Americans today are bombarded with a dissonance of political voices in the media, by politicians and even in their religious institutions. While many people in the United States out of necessity concern themselves only with the daily aspects of living and not with the political realm of the country, there are some both on the far left and the far right that work diligently to force their agenda upon the whole nation. The end result is usually disastrous for the country.
What can I do?, asks the ordinary American when faced with this onslaught of political activism. Some in this nation live in families where both the father and mother are working, or in single parent families and believe they have no time to even think about the ramifications of government policy as they try valiantly to support themselves and their families. Many are struggling just to get by and have little desire to involve themselves in politics, or if they do they seek some advantage from government. Some believe that the sum total of their civic duty to the nation is to vote on election day for the candidate that promises them the most. Others would rather just stick their heads in the sand and hope for the best.
Those that run for office and those that govern understand these sentiments only too well. They count on them. Yet, action by government affects the daily lives of every American every day. Every American has a vested interest in government. The cost of any government action is born by the American People. So then, what can an average American do to have an influence on the effects of government?
Read the Declaration of Independence, The Constitution and the Bill of Rights. These charter documents were written to be read by all Americans, not just politicians and lawyers. They are readily available, short in length, easily understood though often misinterpreted and are the foundation of our American government and way of life.
Decide to take a few minutes each day to keep abreast of the workings of government by other than mainstream media. There are many internet sites that are government factual only such as the Thomas (Library of Congress), Congressional Budget office, Supreme Court, U.S. Senate, U.S. House, and many many more like these. Every government agency or department has a website. Just a few minutes a day can enlighten anyone about their government.
There are two sides to every issue. Take the time to examine both sides no matter the issue. No person of principle will ever be changed by examining the other sides position and a solid understanding of the opposition can solidify your position.
Make an effort to contact your representatives in local, state and federal government on a regular basis to inform them of your opinions and thoughts on policies, laws, proposed laws and the job they are doing. If they are doing it well, tell them. If they are doing it poorly, tell them. No politician can read minds. It is up to you to give them your opinions. After all, they represent you.

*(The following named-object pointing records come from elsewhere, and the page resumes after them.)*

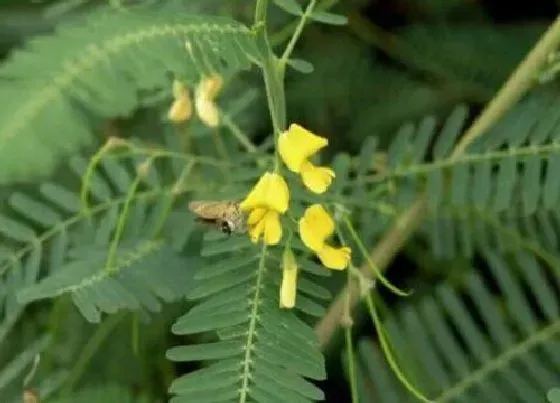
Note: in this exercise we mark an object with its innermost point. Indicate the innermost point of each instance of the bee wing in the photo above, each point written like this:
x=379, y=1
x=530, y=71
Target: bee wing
x=208, y=209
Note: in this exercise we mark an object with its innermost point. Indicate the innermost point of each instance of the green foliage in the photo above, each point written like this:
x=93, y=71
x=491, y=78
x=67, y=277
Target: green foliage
x=106, y=65
x=491, y=337
x=264, y=353
x=99, y=257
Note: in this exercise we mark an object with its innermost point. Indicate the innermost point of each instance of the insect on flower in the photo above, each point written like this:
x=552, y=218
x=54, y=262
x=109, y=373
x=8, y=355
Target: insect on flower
x=224, y=215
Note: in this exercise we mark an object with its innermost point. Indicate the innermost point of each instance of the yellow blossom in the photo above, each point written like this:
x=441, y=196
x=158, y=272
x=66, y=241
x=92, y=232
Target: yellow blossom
x=181, y=109
x=265, y=202
x=288, y=288
x=314, y=228
x=296, y=145
x=206, y=91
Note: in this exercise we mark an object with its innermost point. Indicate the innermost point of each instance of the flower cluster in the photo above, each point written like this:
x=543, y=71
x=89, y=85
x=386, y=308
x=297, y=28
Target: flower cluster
x=205, y=92
x=270, y=198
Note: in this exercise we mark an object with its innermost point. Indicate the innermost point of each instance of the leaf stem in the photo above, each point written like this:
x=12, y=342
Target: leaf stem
x=411, y=219
x=297, y=33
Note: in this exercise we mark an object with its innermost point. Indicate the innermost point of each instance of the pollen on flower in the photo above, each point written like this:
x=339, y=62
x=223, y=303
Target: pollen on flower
x=265, y=202
x=288, y=288
x=181, y=109
x=206, y=91
x=295, y=146
x=315, y=227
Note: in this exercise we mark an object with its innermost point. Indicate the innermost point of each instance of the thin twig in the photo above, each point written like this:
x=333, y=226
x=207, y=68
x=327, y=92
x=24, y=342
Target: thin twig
x=406, y=225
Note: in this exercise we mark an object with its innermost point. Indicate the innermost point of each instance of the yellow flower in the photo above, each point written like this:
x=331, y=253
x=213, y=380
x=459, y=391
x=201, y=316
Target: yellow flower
x=288, y=288
x=207, y=89
x=296, y=145
x=181, y=109
x=266, y=201
x=314, y=228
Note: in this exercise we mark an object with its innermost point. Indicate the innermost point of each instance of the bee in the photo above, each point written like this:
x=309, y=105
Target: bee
x=223, y=215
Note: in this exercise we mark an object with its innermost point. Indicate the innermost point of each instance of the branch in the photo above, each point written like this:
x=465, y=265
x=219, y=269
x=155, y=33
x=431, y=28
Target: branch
x=518, y=84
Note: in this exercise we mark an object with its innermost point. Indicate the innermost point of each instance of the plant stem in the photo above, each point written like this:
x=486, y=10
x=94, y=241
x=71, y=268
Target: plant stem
x=297, y=33
x=518, y=84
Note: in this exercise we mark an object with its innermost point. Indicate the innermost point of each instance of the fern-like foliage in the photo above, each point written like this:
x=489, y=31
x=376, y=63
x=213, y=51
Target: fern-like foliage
x=491, y=338
x=107, y=257
x=106, y=65
x=105, y=393
x=503, y=177
x=262, y=353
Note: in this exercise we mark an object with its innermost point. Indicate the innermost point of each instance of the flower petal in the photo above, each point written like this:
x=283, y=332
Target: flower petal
x=272, y=228
x=255, y=216
x=288, y=288
x=315, y=227
x=209, y=87
x=297, y=144
x=207, y=111
x=316, y=179
x=255, y=231
x=270, y=192
x=180, y=111
x=335, y=258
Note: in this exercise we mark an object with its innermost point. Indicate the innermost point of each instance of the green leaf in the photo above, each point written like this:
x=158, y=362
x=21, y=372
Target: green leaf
x=329, y=18
x=301, y=65
x=290, y=6
x=74, y=88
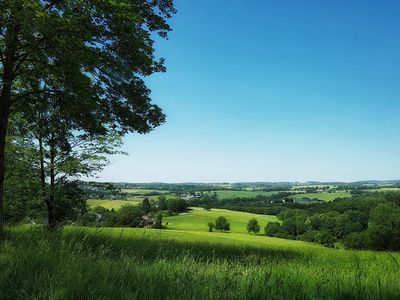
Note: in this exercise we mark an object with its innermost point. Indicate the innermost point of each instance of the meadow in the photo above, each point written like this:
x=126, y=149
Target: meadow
x=324, y=196
x=197, y=219
x=143, y=191
x=104, y=263
x=231, y=194
x=111, y=204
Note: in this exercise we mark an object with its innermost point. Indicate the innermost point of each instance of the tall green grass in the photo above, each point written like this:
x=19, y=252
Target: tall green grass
x=80, y=263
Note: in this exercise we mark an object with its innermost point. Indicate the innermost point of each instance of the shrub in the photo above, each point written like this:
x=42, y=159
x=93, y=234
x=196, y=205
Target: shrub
x=272, y=228
x=158, y=222
x=177, y=205
x=253, y=226
x=356, y=240
x=130, y=215
x=222, y=224
x=325, y=238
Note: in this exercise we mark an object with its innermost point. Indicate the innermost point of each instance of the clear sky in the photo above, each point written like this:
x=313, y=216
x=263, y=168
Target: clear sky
x=273, y=91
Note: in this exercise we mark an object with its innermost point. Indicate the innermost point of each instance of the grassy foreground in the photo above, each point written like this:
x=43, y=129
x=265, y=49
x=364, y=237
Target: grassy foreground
x=90, y=263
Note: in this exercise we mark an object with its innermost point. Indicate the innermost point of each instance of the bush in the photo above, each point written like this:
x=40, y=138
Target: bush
x=272, y=228
x=253, y=226
x=222, y=224
x=130, y=215
x=356, y=240
x=158, y=222
x=177, y=205
x=308, y=236
x=325, y=238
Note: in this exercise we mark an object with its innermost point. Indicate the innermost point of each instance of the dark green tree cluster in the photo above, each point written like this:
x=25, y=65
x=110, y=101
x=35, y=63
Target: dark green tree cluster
x=73, y=72
x=222, y=224
x=364, y=222
x=253, y=226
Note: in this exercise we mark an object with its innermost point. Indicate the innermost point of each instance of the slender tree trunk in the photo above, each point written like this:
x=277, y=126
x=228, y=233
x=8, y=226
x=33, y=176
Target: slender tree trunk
x=52, y=219
x=11, y=42
x=4, y=113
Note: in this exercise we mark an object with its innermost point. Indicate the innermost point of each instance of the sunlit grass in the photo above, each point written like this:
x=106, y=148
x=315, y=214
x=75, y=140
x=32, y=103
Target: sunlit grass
x=109, y=204
x=198, y=218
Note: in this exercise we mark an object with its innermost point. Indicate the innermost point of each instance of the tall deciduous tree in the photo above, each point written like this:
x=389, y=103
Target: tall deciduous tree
x=89, y=55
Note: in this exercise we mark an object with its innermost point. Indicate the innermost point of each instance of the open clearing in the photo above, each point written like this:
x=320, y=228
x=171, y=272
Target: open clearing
x=143, y=191
x=226, y=194
x=324, y=196
x=198, y=218
x=128, y=263
x=109, y=204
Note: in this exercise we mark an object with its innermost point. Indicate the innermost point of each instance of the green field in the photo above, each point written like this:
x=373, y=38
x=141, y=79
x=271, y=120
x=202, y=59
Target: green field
x=143, y=191
x=109, y=204
x=104, y=263
x=323, y=195
x=384, y=189
x=227, y=194
x=198, y=218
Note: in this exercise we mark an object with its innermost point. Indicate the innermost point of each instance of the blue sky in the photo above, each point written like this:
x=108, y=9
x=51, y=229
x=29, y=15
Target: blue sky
x=273, y=91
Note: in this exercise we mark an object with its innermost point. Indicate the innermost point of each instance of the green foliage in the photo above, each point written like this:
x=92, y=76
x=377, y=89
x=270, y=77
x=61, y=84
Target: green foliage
x=129, y=215
x=253, y=226
x=325, y=238
x=146, y=205
x=384, y=228
x=158, y=222
x=222, y=224
x=150, y=264
x=272, y=228
x=211, y=226
x=162, y=203
x=177, y=205
x=356, y=240
x=75, y=71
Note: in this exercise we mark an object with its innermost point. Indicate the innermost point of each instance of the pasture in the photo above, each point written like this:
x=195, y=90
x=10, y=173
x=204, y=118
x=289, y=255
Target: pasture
x=143, y=191
x=198, y=218
x=231, y=194
x=109, y=204
x=324, y=196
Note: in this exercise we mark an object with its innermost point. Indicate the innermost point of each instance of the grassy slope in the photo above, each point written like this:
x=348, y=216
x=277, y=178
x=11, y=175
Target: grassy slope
x=198, y=218
x=323, y=196
x=119, y=263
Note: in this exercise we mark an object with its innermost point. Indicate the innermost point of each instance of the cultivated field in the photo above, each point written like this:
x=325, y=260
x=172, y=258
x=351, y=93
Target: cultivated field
x=109, y=204
x=198, y=218
x=323, y=196
x=226, y=194
x=143, y=191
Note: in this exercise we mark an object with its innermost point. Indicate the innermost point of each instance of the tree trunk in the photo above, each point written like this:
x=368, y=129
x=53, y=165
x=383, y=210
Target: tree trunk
x=5, y=105
x=51, y=207
x=4, y=112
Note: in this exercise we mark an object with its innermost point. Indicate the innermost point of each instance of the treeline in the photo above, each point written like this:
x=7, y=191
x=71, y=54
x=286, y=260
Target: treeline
x=369, y=221
x=268, y=205
x=148, y=214
x=71, y=87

All of these suggestions should take no more than an hour or so a week if that much. With so much at stake it should be the civic duty of every American to keep tabs on what their government is doing. The government debt is over $53,000 for each and every American. We as Americans can no longer afford to have government be something that is done to us. We must make our government of us, by us and for us. Now is not the time to stand aside. Now is the time to learn, stand up, speak up and get involved. Perhaps Joseph Warren best described our Civic duty in his oration on the Boston Massacre on March 6, 1775. His words apply as much to us today as they did to the People in Boston in 1775:
“Our country is in danger, but not to be despaired of. Our enemies are numerous and powerful; but we have many friends, determining to be free, and heaven and earth will aid the resolution. On you depend the fortunes of America. You are to decide the important question, on which rest the happiness and liberty of millions yet unborn. Act worthy of yourselves.”